My spiritual journey didn’t end with Catholicism, though, and I no longer consider myself religious. I attend a Unitarian Universalist congregation, but I do not subscribe to a belief in higher powers. Still, as I’ve thought more about free will over the years, two additional points have come to bother me. (Note that these points are specific to Armenian positions—I have a whole separate set of issues with Calvinists.)
First, if someone puts a gun to your head and tells you to do something, you’re not exactly making a free choice. And in a sense, that is what hell is. “You have to believe this or say this or do this or you’re going to hell, where you will be tortured for eternity” isn’t exactly conducive to making a free and unconstrained choice. It sounds more like what happens in a torture chamber, actually—give me the information I need or I will make you feel pain you can only imagine. Of course, I was taught that God didn’t want anyone to suffer in hell, that this was why he had created his plan of salvation, but the import was the same—serve God, or suffer.
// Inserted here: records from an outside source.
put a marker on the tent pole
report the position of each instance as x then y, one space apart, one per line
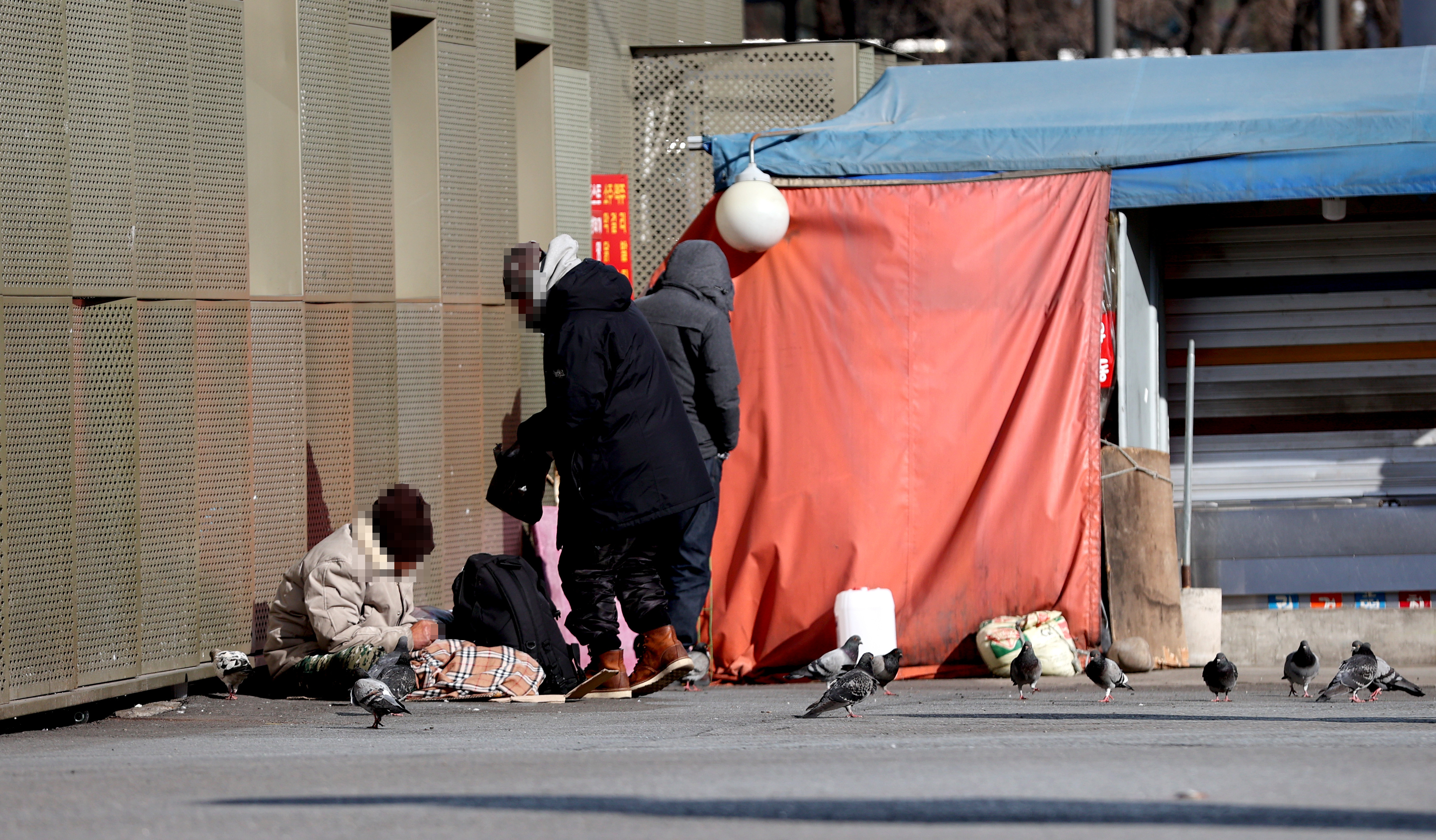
1330 25
1105 28
1187 463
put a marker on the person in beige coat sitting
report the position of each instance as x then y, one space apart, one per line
351 599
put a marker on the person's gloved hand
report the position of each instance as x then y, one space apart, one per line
423 634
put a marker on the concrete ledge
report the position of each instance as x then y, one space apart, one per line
48 703
1266 637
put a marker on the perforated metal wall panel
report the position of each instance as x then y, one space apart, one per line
166 484
369 14
217 128
456 19
533 18
324 143
571 49
459 174
497 167
503 407
374 401
101 151
329 417
717 93
464 454
611 128
164 259
571 154
107 536
280 477
421 430
39 486
371 163
35 215
225 486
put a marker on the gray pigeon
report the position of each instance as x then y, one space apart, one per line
1389 680
1026 668
375 698
1106 674
233 668
1220 677
394 670
1358 672
1302 668
831 664
887 668
848 690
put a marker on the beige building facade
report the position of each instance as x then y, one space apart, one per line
250 260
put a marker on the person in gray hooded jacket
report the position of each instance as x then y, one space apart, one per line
688 309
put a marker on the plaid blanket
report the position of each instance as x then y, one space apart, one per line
453 670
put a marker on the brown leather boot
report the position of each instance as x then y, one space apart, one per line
663 663
617 687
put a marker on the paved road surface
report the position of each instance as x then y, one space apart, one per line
945 759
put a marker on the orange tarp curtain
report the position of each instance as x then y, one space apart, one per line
919 413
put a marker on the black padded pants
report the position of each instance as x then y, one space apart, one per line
628 568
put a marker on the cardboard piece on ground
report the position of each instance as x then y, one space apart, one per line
1144 578
591 684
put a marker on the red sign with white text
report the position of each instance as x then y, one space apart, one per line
1108 365
608 199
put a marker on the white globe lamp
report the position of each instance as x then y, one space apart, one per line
753 216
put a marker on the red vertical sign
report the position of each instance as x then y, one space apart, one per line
608 197
1108 365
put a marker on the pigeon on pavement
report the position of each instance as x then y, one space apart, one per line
1220 677
375 698
885 668
831 664
232 667
1302 668
394 670
1358 672
1389 680
848 690
1106 674
1026 668
698 678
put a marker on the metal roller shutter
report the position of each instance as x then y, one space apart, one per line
1315 467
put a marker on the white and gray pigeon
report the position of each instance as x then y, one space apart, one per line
1388 678
1358 672
848 690
1106 674
233 668
1026 668
375 698
831 664
1302 668
1220 677
394 670
885 668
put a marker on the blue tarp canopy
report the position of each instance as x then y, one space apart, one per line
1174 130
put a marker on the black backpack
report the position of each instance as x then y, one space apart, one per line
499 601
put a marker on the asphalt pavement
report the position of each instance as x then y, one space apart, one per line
943 759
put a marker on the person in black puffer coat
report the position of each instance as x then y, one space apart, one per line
688 308
627 457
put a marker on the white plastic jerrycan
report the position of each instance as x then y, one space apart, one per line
869 614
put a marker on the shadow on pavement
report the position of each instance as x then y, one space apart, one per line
967 810
1105 716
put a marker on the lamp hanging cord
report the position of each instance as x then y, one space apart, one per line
1135 466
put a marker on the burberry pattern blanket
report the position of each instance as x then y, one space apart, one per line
456 670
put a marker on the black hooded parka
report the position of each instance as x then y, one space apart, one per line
615 423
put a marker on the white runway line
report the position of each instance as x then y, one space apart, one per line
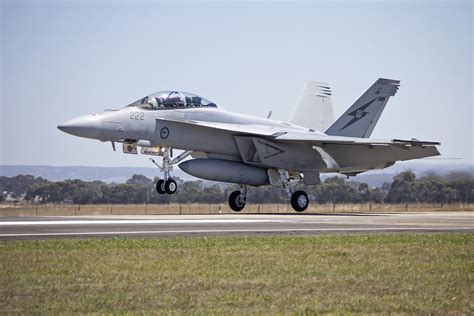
204 231
136 221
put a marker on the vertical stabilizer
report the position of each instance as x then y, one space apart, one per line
362 116
314 108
Growing up, a huge deal was made out of the the belief that God wants us to choose to love and serve him. If God had wanted robots he would have made robots, my pastor told us. But he didn’t. He made people and gave them free will because he wanted them to serve and loo him voluntarily. But if God actually wanted people to choose to worship him, via free will and without being forced, he would set up a system whereby those who want to worship him and live with him after death can do so, and those who don’t have some other neutral place to go after death—or simply cease to exist.
Of course, I was also taught that God didn’t set the system up—that it stemmed from laws of his nature that he could not change. Still, that doesn’t change the fact that the threat of torture has a profound impact on our free will, our ability to make choices without coercion.
Second, our ability to exercise our free will is limited by God’s unwillingness to fully show himself. While God did perform miracles in the Old Testament, and his son Jesus performed them in the New Testament, proclaimed miracles today tend to be limited to things that area easily explainable through natural means. In other words, there is scant concrete evidence of the supernatural. The choice we make tends to be whether or not to believe in something that is not proven, not whether we want to love and serve a God we know for a fact exists.
But it goes further than this. In the car yesterday I was searching for a station when I came upon a pastor in California preaching through the Old Testament. That pastor said that those surrounding tribes who worshiped other Gods were actually worshiping demons. This brought up memories, because I was taught the same thing. I believed that the Koran was dictated to Mohammed by a demon, and that false Gods are actual demons seeking to mislead people. This is why, for instance, Pharaoh’s priests were able to replicate some of Moses’ miracles—they did have access to actual supernatural power, through demons.
The point I’m trying to make is this—within this framework, God doesn’t simply hide most evidence of his existence, he does so while demons are going around showing their power and intentionally misleading people. And that’s kind of messed up.